Sunday, February 7, 2010

Garbage Collection, [Soft]References, Finalizers and the Memory Model (Part 2)

In which I ramble on at greater length about finalizers and multithreading, as well as applying that discussion to SoftReferences. Read Part 1 first. It explains why finalizers are more multithreaded than you think, and why they, like all multithreaded code, aren't necessarily going to do what you think they should do.

I mentioned in the last entry that a co-worker asked me a question about when objects are allowed to be collected. My questioner had been arguing with his colleagues about the following example:

Object f() {
Object o = new Object();
SoftReference<Object> ref = new SoftReference<Object>(o);
return ref.get();
}
He wanted to know whether f() was guaranteed to return o, or whether the new Object could be collected before f() returned. The principle he was operating under was that because the object reference was still on the stack, the object would not be collected. Those of you who read the last entry will know better, of course. To put it in the words of the Java Language Specification, optimizing transformations of a program can be designed that reduce the number of objects that are reachable to be less than those which would naively be considered reachable.

In practice, what this means is that the VM can:
  1. Decide the variable o is no longer used after the last time it appears in the program,

  2. Clear the SoftReference immediately after it is constructed, and

  3. Return null

Those of you who read my entry on how Hotspot decides to clear SoftReferences will know that this is extremely unlikely in Hotspot, where a SoftReference always survives for at least one collection. But in other VMs? I have no idea.

Anyway, the obvious question is: how do you prevent the collector from collecting this object? There are a few ways:

  1. The obvious answer is to return o instead of ref.get() (this was harder in the original code, which I've simplified to make my point).

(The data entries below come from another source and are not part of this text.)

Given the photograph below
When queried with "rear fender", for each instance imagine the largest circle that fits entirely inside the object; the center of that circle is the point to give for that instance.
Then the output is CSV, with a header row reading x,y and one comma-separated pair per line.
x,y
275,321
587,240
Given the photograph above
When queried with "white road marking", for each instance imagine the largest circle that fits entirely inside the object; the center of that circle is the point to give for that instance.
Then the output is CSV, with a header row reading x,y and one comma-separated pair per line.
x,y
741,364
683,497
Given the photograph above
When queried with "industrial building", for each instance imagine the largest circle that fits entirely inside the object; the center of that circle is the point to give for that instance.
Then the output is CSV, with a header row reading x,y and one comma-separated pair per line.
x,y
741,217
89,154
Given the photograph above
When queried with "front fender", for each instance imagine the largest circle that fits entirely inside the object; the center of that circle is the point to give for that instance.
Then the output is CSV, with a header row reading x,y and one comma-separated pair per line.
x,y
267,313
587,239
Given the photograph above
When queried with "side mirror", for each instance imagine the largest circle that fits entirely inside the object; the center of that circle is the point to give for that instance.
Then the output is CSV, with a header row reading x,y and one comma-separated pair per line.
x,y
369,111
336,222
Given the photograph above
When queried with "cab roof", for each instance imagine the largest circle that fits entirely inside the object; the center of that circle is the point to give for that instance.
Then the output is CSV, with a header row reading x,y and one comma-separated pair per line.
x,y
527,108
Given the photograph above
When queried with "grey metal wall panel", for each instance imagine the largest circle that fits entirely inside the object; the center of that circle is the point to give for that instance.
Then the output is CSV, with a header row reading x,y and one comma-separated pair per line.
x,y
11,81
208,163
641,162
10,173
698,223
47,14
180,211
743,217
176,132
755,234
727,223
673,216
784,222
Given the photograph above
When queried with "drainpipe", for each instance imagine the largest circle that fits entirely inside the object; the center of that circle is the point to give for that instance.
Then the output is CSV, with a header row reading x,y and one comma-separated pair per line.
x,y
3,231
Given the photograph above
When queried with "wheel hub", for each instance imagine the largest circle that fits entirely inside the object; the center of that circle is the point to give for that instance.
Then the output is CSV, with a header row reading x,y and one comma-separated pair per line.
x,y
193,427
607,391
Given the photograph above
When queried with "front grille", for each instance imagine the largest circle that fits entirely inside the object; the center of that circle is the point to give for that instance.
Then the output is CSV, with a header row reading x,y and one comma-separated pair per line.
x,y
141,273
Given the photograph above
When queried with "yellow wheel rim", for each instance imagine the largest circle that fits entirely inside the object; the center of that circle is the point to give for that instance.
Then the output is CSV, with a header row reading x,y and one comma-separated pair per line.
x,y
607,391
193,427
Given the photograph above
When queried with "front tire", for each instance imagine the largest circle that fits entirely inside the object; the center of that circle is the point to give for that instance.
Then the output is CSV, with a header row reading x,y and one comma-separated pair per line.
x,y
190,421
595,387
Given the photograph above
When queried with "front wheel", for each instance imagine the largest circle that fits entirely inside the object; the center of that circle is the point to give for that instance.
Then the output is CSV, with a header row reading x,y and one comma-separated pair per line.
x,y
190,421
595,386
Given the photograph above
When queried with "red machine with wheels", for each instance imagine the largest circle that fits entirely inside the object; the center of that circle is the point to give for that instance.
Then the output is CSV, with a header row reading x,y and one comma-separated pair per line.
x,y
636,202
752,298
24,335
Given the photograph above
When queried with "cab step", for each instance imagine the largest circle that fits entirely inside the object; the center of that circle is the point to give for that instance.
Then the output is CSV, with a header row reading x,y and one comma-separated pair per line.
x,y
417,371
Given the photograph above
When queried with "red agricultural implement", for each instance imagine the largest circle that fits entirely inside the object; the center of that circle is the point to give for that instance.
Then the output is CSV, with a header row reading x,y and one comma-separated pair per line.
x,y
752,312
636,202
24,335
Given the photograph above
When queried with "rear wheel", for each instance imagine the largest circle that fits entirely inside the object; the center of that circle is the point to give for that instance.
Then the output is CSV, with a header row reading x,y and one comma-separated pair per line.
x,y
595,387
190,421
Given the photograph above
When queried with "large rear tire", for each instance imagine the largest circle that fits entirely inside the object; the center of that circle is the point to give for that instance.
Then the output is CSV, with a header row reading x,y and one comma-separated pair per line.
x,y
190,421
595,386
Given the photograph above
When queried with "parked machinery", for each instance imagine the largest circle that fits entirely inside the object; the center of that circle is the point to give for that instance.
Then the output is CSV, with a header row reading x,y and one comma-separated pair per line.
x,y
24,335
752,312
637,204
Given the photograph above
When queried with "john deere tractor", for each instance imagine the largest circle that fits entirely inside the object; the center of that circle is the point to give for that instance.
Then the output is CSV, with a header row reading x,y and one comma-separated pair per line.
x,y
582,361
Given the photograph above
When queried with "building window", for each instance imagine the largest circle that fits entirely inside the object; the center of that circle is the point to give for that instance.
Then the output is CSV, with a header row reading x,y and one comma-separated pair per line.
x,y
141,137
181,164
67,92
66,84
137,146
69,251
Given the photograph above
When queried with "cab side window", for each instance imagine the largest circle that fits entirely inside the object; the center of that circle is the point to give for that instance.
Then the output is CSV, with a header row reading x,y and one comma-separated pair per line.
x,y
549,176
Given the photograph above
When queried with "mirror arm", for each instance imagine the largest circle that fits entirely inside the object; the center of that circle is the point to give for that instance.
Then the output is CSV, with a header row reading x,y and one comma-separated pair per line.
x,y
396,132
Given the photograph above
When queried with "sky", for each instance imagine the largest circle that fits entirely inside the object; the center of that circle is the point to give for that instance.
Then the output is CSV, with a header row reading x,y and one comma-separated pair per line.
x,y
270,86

  2. Another way is way is to make o reachable from a static field. That makes the object rather obviously reachable.

  3. A third way is to give the object a finalizer, and do synchronization in that finalizer, and then do synchronization on that
    object when you want the object to stay alive.

That last one probably requires a few more words. We wrote that into the spec so that the Finalizer Guardian idiom would work. The Finalizer Guardian idiom is described in Josh Bloch's invaluable book Effective Java (lgt amazon. Seriously, if you don't have a copy, go get one).

Anyway, we put a nice little exegesis on the link between the Finalizer Guardian and this rule into the language spec, so just go ahead and read it there.

Having said all of that, I will agree that this is a massive pain. It would be nice if keeping objects reachable-and-not-collected were a little easier. Doug Lea has proposed a method in his new Fences API called reachabilityFence. This method would keep an object reachable (in a garbage collection sense) until execution reached that point in the code. I'm on the fence about the Fences API, but I think that this particular method (which he alternatively called keepAlive) would be a useful tool.